The (First) Persian Empire

The Achaemenid Persian Empire was founded by Cyrus the Great around 550 B.C.E., who went by the title of King of Kings (Shahanshah). Although the Persian Empire came to an inglorious end at the hands of Alexander the Great in 330 B.C.E., it had a lasting legacy on the subsequent development of world civilizations and future empires. Indeed, the Persian Empire was a pivotal empire because it was the first true empire that set the standard of what it meant to be an empire for future ones.

The Persian Empire existed at a unique time in history, when most of the oikumene, or civilized, settled, populated world was concentrated in or near the Middle East. As a result, the Persian Empire, which dominated most of the Middle East, ruled over a greater percentage of the world’s population than any other empire in history. Indeed, in 480 B.C.E., the empire had a population of approximately 49.4 million people, which was 44 percent of the global population at that time. The Persian Empire was the first empire to connect multiple world regions, including the Middle East, North Africa, Central Asia, India, Europe, and the Mediterranean world. It jumpstarted the concept of empires in places like Greece and India.

Such a large empire could only have been put together by military might, and the Persian Empire’s military achievements were significant, though they are often forgotten by its sudden demise at the hands of Alexander’s armies.
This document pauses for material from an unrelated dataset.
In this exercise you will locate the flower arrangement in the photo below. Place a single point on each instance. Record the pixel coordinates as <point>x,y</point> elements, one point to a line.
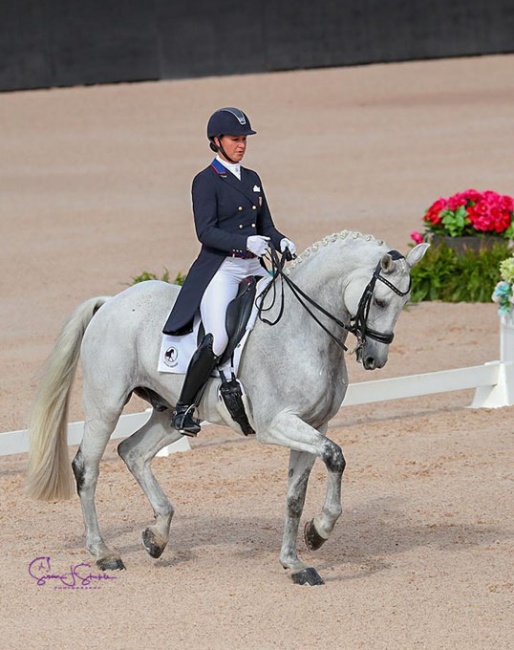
<point>469,213</point>
<point>503,293</point>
Various Persian campaigns succeeded at subjugating most of the world’s advanced civilizations at the time including the Babylonians, Lydians, Egyptians, and the northwestern Hindu region of Gandhara, in today’s Pakistan. It should not be forgotten that, notwithstanding exaggeration and misinterpretation, the Persians believed that they achieved their goals in Greece and that more Greeks lived in the empire than not. The Persian Empire ushered in a period of harmony and peace in the Middle East for two hundred years, a feat that has seldom been replicated.

The Persian Empire’s legacy to the world in terms of imperial ideas include the use of a network of roads, a postal system, a single language for administration (Imperial Aramaic), autonomy for various ethnicities, and a bureaucracy. The Persian religion, Zoroastrianism, influenced the development of key concepts like free will and heaven and hell in Abrahamic religions through Judaism.